Ranti terbangun, sesaat ia merasakan hawa dingin luar biasa di sekitar kamar. Ia raih selimut yang melorot untuk kembali menutupi tubuhnya. Pandangan Miranti tertuju pada jam dinding yang menunjukkan pukul dua dini hari, detak jam dinding itu terdengar lebih keras pada malam sesunyi ini. Perlahan bulu kuduknya meremang hingga ia meraba leher bagian belakang.

"Ini kenapa ya? Seperti ada yang sedang mengawasiku," ucapnya seorang diri. Ranti menarik selimut itu hingga menutupi wajahnya, dengan susah payah ia mencoba kembali memejamkan mata.
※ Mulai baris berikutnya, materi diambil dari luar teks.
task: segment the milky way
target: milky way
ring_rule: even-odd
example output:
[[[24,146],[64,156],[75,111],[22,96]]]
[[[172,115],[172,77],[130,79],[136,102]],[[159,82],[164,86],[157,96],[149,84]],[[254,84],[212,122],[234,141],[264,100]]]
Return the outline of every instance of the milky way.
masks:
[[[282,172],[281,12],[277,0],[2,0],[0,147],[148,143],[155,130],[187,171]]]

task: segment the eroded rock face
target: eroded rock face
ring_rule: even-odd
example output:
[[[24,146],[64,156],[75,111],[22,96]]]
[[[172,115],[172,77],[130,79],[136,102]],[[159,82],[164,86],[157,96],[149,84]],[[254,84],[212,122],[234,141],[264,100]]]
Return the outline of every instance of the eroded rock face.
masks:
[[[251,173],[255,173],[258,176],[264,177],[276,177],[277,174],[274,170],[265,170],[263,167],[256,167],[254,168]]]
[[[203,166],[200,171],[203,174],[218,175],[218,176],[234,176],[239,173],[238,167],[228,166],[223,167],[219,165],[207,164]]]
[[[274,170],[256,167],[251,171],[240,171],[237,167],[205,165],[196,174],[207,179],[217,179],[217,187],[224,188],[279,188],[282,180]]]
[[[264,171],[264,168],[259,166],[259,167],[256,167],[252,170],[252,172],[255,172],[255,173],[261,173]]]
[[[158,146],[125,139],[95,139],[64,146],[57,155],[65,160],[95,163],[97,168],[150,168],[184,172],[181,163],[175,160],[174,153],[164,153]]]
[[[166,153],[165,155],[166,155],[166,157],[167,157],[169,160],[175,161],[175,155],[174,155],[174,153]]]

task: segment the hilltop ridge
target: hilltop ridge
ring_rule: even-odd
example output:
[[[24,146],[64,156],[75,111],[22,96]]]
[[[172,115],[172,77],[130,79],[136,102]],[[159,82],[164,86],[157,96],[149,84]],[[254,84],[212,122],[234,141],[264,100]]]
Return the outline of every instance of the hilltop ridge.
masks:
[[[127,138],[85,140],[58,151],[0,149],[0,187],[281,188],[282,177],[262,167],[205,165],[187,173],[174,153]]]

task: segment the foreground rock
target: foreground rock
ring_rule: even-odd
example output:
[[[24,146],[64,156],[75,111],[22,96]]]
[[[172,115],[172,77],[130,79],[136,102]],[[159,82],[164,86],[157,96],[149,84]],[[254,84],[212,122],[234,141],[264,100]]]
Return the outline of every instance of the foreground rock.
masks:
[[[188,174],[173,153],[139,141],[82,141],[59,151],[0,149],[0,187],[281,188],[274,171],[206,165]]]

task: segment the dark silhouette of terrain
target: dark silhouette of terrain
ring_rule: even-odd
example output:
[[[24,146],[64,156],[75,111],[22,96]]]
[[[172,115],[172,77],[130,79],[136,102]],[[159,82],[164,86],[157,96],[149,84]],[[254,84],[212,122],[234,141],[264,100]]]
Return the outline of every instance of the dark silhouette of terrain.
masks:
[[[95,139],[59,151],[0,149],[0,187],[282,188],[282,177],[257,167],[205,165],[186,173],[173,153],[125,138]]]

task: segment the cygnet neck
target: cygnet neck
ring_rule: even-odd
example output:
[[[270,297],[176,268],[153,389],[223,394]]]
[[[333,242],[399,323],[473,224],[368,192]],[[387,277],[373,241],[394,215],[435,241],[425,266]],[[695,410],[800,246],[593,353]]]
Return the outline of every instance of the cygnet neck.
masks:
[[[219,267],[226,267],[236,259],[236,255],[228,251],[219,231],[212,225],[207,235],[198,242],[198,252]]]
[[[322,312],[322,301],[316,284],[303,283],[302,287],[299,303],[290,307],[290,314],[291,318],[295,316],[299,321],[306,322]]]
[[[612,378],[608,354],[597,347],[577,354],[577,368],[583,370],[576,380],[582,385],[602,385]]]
Ranti baru bangun dari tidurnya saat pintu kamar diketuk seseorang dari luar pada waktu lewat tengah malam. Perempuan berparas ayu itu bangkit menengok dari celah kecil kunci kamar tampak seorang perempuan tua dengan rambut terurai. Jantung Ranti berdegup kencang, bagaimana perempuan misterius itu ada di rumahnya padahal semua pintu dan jendela telah ia kunci.

"Ranti ... Ranti ... bukalah, Nak. Aku ibu mertuamu," ucap seseorang dengan lirih namun akibat suasana yang hening tersebut tak ada yang terdengar selain suara parau dari perempuan itu dan detak jam dinding.

"Ranti, aku telah siapkan jalan pulang untukmu ...," ucap seseorang di luar sana.

Ranti menoleh ke belakang pada ranjang tempat ia tidur sebelumnya. Tubuh Ranti gemetar hebat ketika dari langit-langit kamar sebuah tali gantungan telah terpasang.

"Ranti, pulanglah," suara serak parau itu kembali terdengar membuat Ranti mundur beberapa langkah menjauhi pintu.

Aaakh!

Ranti menjerit sejadi-jadinya, ia coba berontak namun terlambat. Tali gantungan itu telah berada di lehernya, kini Ranti yang berdiri pada ujung ranjang seperti mulai kehilangan keseimbangannya. Ranjang itu bergerak seakan digerakkan oleh sesuatu yang tak kasat mata.

"Mas Bram, tolong aku ... tolooong!"

Pekik Ranti ketakutan, ia menggigil dan bibirnya gemetar.

Aaakh!

Ranti tergelincir hingga tali itu dengan erat menahan lehernya hingga Ranti kesulitan bernapas, perempuan itu coba berontak melepaskan simpul tali yang semakin kencang.

Aaa-aaaakh!

Kemudian ia tak melihat apapun selain gelap dan pekat.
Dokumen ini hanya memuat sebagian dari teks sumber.